Recall is the number of true positives divided by the number of true positives and the number of false negatives. To put it in a different way it is the number of +ve forecasts divided by the number of +ve class values in the evaluation data. It is also referred to as the Sensitivity of the True Positive Rate.
Recall can be perceived of as a measure of a classifier’s completeness. A low recall signifies several false negatives.
- The recall of the All No Recurrence model is 0/(0+85) or 0
- The recall of the All Recurrence model is 85/(85+0) or 1.
- The recall of CART is 10/(10+75) or 0.12
As you would expect, the All Recurrence model has a perfect recall as it forecasts “recurrence” for all examples. The recall for CART is lower than that of the All Recurrence model. This can be explained by the massive number (75) of False Negatives forecasted by the CART model.
The F1 Score is the 2*((precision*recall)/(precision+recall)). It is also referred to as the F score or the F measure. To put it differently, the F1 score conveys the balance between the accuracy and the recall.
- The F1 for the All No Recurrence model is 2*((0*0)/0+0) or 0.
- The F1 for the All Recurrence model is 2*((0.3*1)/0.3+1) or 0.46.
- The F1 for the CART model is 2*((0.43*0.12)/0.43+0.12) or 0.19.
If we are seeking to choose a model on the basis of a balance between accuracy and recall, the F1 measure indicates that All Recurrence model is the one to surpass and that CART model is not yet adequately competitive.

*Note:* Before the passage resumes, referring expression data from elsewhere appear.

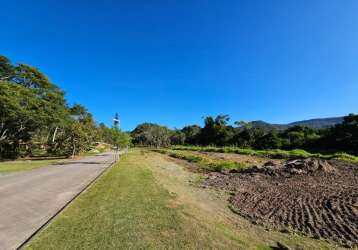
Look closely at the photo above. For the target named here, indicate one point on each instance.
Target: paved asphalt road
(29, 199)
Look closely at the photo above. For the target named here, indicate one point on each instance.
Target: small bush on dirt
(225, 165)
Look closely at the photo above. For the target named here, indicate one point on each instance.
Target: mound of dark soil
(293, 167)
(315, 197)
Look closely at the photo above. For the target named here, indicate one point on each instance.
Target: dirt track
(321, 204)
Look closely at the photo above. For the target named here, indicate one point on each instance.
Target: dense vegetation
(35, 117)
(217, 132)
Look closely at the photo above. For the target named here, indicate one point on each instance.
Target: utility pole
(116, 121)
(116, 125)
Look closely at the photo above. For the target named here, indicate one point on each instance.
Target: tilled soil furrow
(323, 204)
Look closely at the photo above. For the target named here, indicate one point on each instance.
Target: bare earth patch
(248, 159)
(314, 197)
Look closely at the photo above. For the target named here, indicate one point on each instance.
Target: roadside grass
(205, 163)
(25, 165)
(274, 153)
(128, 209)
(147, 202)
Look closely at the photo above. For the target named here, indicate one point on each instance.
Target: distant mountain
(312, 123)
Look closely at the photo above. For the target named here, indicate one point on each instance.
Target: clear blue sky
(173, 62)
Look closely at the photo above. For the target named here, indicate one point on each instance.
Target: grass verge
(205, 163)
(147, 202)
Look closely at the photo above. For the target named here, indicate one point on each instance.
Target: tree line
(35, 117)
(217, 132)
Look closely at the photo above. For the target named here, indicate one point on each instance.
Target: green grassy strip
(274, 153)
(205, 163)
(127, 209)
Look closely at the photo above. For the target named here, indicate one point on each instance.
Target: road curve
(30, 199)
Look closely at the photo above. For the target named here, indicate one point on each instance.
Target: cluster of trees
(217, 131)
(34, 116)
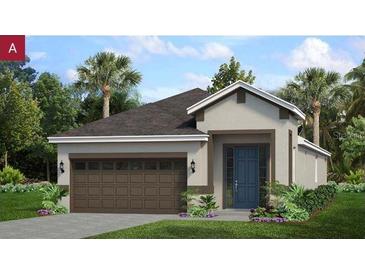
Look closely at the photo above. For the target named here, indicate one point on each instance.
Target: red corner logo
(12, 47)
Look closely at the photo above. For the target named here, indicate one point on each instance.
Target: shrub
(269, 220)
(187, 197)
(53, 193)
(54, 208)
(316, 199)
(20, 188)
(208, 203)
(197, 211)
(292, 212)
(294, 193)
(11, 175)
(355, 178)
(344, 187)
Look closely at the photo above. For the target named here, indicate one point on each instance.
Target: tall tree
(19, 118)
(313, 88)
(21, 71)
(228, 74)
(57, 104)
(353, 142)
(91, 107)
(357, 86)
(59, 114)
(106, 72)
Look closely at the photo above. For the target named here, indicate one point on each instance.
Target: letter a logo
(12, 48)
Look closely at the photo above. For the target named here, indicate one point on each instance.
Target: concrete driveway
(74, 225)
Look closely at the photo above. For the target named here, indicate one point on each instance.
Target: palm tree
(105, 72)
(315, 87)
(357, 86)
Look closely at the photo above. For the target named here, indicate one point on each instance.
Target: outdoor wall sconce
(192, 166)
(62, 167)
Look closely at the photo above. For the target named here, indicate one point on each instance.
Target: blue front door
(246, 177)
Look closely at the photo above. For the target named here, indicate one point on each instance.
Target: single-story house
(228, 143)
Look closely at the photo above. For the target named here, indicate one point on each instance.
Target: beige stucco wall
(196, 151)
(306, 160)
(254, 114)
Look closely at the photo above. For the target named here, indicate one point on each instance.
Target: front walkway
(82, 225)
(73, 225)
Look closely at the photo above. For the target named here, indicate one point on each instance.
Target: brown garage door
(127, 185)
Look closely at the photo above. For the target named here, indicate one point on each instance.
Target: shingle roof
(165, 117)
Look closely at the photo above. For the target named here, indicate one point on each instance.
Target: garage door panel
(81, 203)
(151, 191)
(93, 178)
(94, 190)
(136, 191)
(94, 203)
(137, 186)
(122, 203)
(151, 178)
(108, 178)
(151, 204)
(137, 178)
(108, 190)
(122, 190)
(166, 191)
(166, 178)
(108, 203)
(136, 204)
(80, 178)
(81, 190)
(166, 204)
(122, 178)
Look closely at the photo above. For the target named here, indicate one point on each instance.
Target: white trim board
(310, 145)
(266, 95)
(129, 139)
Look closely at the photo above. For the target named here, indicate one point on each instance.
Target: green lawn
(19, 205)
(344, 218)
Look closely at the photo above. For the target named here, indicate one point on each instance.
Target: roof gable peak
(240, 84)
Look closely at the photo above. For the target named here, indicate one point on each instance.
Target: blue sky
(171, 64)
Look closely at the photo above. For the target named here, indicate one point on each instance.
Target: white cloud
(314, 52)
(359, 44)
(197, 80)
(271, 82)
(142, 45)
(37, 55)
(216, 51)
(71, 75)
(158, 93)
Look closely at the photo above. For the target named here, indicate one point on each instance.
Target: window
(122, 165)
(316, 170)
(150, 165)
(108, 166)
(229, 177)
(165, 165)
(80, 165)
(93, 165)
(136, 165)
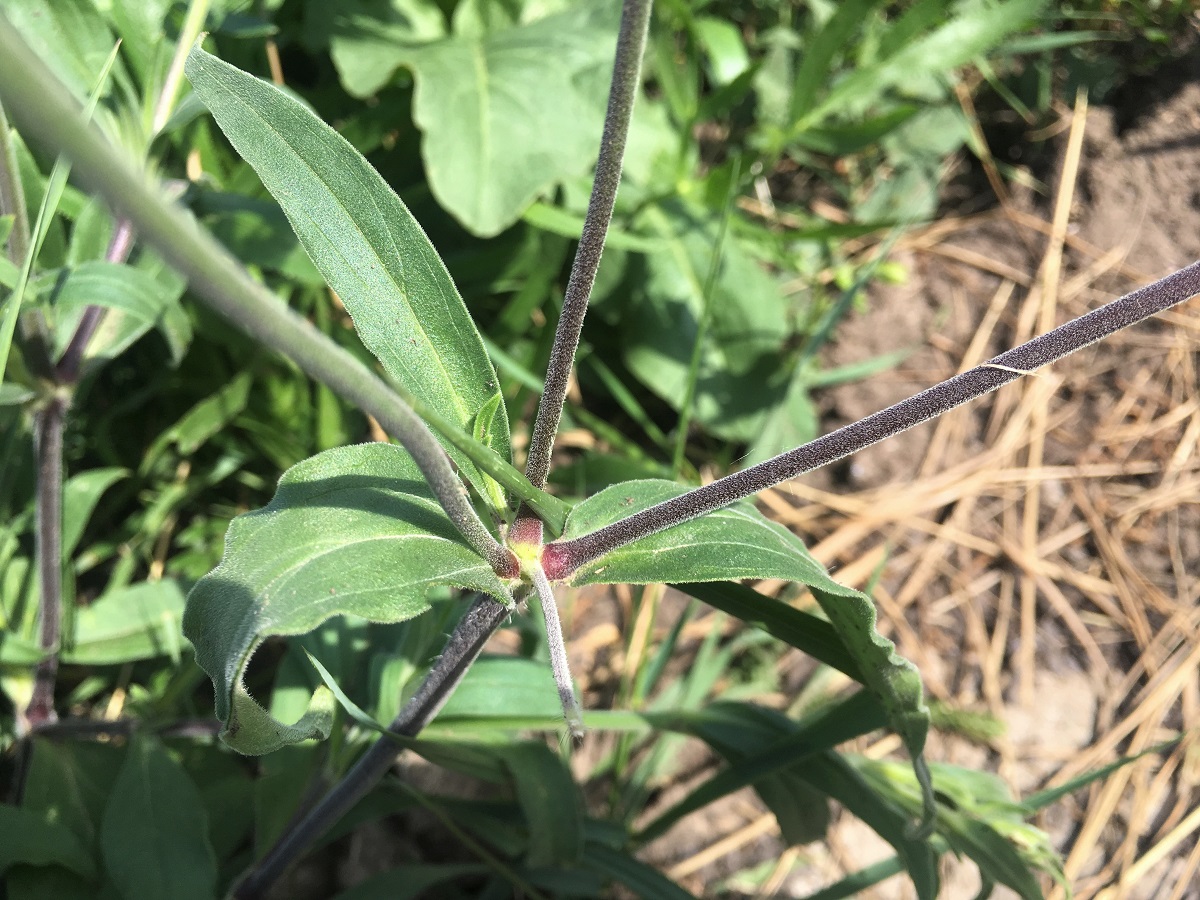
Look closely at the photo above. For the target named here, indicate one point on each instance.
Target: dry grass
(1042, 565)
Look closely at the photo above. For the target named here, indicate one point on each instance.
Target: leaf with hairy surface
(739, 543)
(353, 531)
(370, 249)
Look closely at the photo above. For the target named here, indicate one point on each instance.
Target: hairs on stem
(635, 19)
(561, 558)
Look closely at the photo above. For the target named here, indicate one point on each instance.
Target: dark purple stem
(48, 448)
(635, 19)
(468, 639)
(67, 369)
(561, 558)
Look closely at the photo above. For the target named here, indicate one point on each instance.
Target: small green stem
(48, 425)
(706, 318)
(561, 558)
(47, 113)
(465, 645)
(635, 21)
(12, 195)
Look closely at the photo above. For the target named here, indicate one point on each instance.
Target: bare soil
(1041, 549)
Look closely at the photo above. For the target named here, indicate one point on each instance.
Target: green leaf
(353, 531)
(71, 37)
(203, 420)
(508, 114)
(977, 816)
(81, 495)
(367, 37)
(12, 395)
(978, 28)
(155, 837)
(550, 801)
(502, 688)
(761, 748)
(737, 379)
(367, 245)
(724, 46)
(549, 797)
(28, 837)
(133, 623)
(738, 543)
(71, 783)
(135, 301)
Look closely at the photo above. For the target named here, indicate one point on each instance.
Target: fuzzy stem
(48, 448)
(192, 24)
(47, 113)
(69, 365)
(561, 558)
(635, 19)
(558, 661)
(12, 195)
(465, 645)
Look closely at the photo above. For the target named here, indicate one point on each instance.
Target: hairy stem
(465, 645)
(558, 661)
(635, 19)
(561, 558)
(12, 195)
(197, 10)
(48, 449)
(47, 113)
(69, 365)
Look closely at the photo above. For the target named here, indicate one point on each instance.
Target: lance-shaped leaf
(739, 543)
(370, 249)
(509, 113)
(353, 531)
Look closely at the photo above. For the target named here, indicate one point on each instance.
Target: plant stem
(49, 114)
(635, 19)
(48, 450)
(192, 24)
(12, 195)
(561, 558)
(69, 365)
(465, 645)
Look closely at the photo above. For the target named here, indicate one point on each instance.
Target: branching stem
(561, 558)
(468, 639)
(47, 113)
(635, 19)
(48, 425)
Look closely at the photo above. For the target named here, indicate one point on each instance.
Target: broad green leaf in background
(540, 780)
(739, 543)
(133, 623)
(973, 31)
(367, 39)
(71, 37)
(155, 837)
(508, 114)
(135, 301)
(367, 245)
(28, 837)
(353, 531)
(979, 819)
(411, 881)
(501, 687)
(738, 379)
(81, 495)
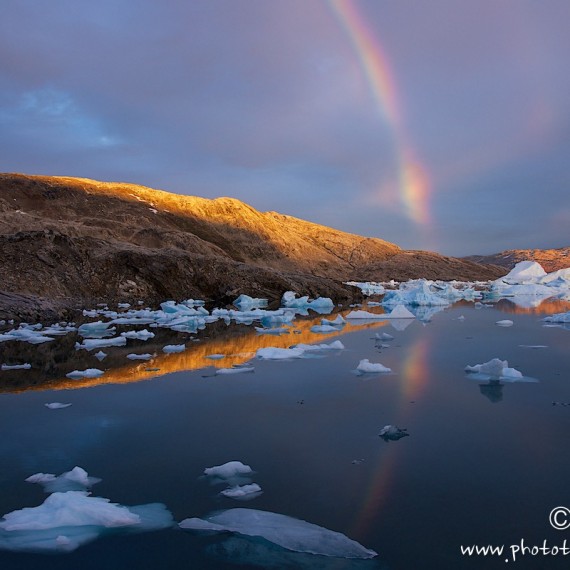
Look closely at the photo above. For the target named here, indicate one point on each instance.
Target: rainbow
(413, 183)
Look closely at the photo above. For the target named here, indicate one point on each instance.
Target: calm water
(482, 465)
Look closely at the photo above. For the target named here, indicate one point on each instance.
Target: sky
(440, 125)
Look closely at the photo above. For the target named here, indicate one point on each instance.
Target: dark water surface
(484, 463)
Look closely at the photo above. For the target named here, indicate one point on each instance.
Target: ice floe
(170, 348)
(288, 532)
(75, 480)
(65, 521)
(393, 433)
(56, 405)
(93, 343)
(89, 373)
(242, 492)
(367, 367)
(497, 369)
(145, 356)
(25, 366)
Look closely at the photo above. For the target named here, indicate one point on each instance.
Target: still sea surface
(484, 464)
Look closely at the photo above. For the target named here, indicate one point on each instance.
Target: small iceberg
(75, 480)
(367, 367)
(56, 406)
(171, 348)
(89, 373)
(237, 370)
(392, 433)
(288, 532)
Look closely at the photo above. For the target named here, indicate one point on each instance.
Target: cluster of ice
(289, 533)
(89, 373)
(25, 366)
(319, 304)
(528, 278)
(393, 433)
(495, 369)
(65, 521)
(398, 312)
(56, 405)
(246, 303)
(75, 480)
(366, 367)
(368, 288)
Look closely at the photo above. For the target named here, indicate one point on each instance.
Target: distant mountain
(550, 259)
(71, 241)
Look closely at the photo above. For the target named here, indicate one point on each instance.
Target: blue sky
(270, 102)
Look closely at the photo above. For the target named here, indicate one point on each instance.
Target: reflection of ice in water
(287, 532)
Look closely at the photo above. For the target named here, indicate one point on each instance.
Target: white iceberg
(89, 373)
(365, 367)
(139, 335)
(272, 353)
(145, 356)
(75, 480)
(495, 368)
(242, 491)
(26, 366)
(228, 470)
(287, 532)
(170, 348)
(237, 370)
(56, 405)
(93, 343)
(68, 520)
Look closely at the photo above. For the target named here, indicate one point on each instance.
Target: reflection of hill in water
(52, 361)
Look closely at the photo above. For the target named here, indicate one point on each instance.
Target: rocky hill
(550, 259)
(71, 241)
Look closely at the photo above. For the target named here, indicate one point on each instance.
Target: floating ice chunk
(495, 368)
(392, 433)
(325, 329)
(558, 318)
(97, 329)
(383, 336)
(169, 348)
(68, 520)
(242, 491)
(277, 331)
(287, 532)
(336, 345)
(26, 366)
(339, 321)
(399, 312)
(89, 373)
(524, 272)
(228, 470)
(145, 356)
(75, 480)
(93, 343)
(365, 366)
(238, 370)
(139, 335)
(246, 303)
(271, 353)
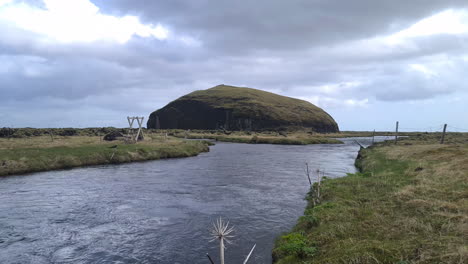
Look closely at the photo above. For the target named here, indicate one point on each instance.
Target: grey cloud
(239, 26)
(288, 47)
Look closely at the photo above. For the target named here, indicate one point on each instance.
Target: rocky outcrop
(236, 108)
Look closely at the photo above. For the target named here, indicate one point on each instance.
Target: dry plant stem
(221, 231)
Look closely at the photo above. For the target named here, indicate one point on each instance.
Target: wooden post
(443, 134)
(211, 260)
(308, 174)
(140, 123)
(396, 133)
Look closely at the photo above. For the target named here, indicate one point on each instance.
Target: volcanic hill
(239, 108)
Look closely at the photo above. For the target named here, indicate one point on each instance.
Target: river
(161, 211)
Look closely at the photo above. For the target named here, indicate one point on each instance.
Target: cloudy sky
(81, 63)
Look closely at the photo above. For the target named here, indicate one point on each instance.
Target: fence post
(443, 135)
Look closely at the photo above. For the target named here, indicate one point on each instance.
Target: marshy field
(407, 204)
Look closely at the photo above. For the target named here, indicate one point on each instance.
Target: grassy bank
(407, 205)
(32, 154)
(261, 137)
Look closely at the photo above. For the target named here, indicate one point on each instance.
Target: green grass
(407, 205)
(260, 138)
(41, 154)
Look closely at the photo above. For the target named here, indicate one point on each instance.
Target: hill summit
(240, 108)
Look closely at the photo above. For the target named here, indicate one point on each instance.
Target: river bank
(407, 205)
(43, 153)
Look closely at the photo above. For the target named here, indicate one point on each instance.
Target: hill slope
(236, 108)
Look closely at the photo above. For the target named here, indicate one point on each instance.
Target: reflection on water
(161, 211)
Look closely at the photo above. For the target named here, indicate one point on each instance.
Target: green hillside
(238, 108)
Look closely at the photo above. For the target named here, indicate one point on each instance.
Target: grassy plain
(409, 204)
(297, 138)
(41, 153)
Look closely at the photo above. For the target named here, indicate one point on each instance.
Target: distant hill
(238, 108)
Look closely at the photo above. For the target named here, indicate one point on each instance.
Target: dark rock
(235, 108)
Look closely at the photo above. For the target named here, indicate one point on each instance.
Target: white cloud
(452, 22)
(77, 21)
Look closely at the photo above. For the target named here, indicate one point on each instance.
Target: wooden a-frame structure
(139, 120)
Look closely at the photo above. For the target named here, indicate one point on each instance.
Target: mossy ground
(32, 154)
(409, 204)
(260, 138)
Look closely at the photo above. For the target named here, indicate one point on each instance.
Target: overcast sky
(82, 63)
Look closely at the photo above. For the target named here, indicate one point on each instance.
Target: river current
(161, 211)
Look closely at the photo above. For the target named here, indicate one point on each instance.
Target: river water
(161, 211)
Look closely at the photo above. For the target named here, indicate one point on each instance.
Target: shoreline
(406, 198)
(24, 160)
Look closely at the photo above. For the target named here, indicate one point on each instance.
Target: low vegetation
(408, 204)
(238, 108)
(260, 138)
(42, 153)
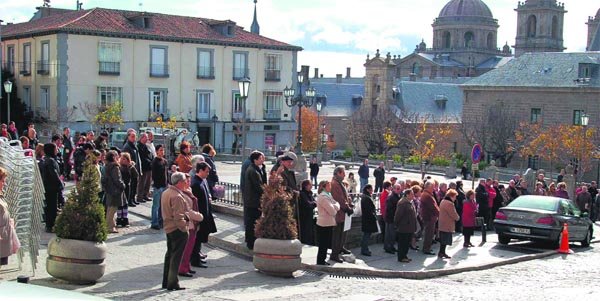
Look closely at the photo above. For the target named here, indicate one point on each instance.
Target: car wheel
(587, 240)
(503, 239)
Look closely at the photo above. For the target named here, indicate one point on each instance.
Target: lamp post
(215, 118)
(306, 100)
(8, 89)
(585, 118)
(319, 106)
(244, 86)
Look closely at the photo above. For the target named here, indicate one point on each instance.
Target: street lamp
(306, 100)
(215, 118)
(244, 86)
(8, 89)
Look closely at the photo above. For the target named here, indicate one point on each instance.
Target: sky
(335, 34)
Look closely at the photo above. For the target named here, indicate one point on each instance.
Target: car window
(548, 204)
(565, 209)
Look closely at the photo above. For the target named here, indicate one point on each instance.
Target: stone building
(539, 26)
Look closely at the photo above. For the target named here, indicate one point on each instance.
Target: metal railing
(109, 68)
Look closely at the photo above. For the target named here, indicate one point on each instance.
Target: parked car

In this blog post, you found out about the Accuracy Paradox and problems with a class imbalance when Classification Accuracy alone cannot be trustworthy to choose an adequately performing model.
Through example, you came to know about the Confusion Matrix as a method of detailing the breakdown of errors in forecasts for an unobserved dataset. You learned about measure that summarize the accuracy (exactness) and recall (completeness) of a model and a description of the balance between the two in the F1 score.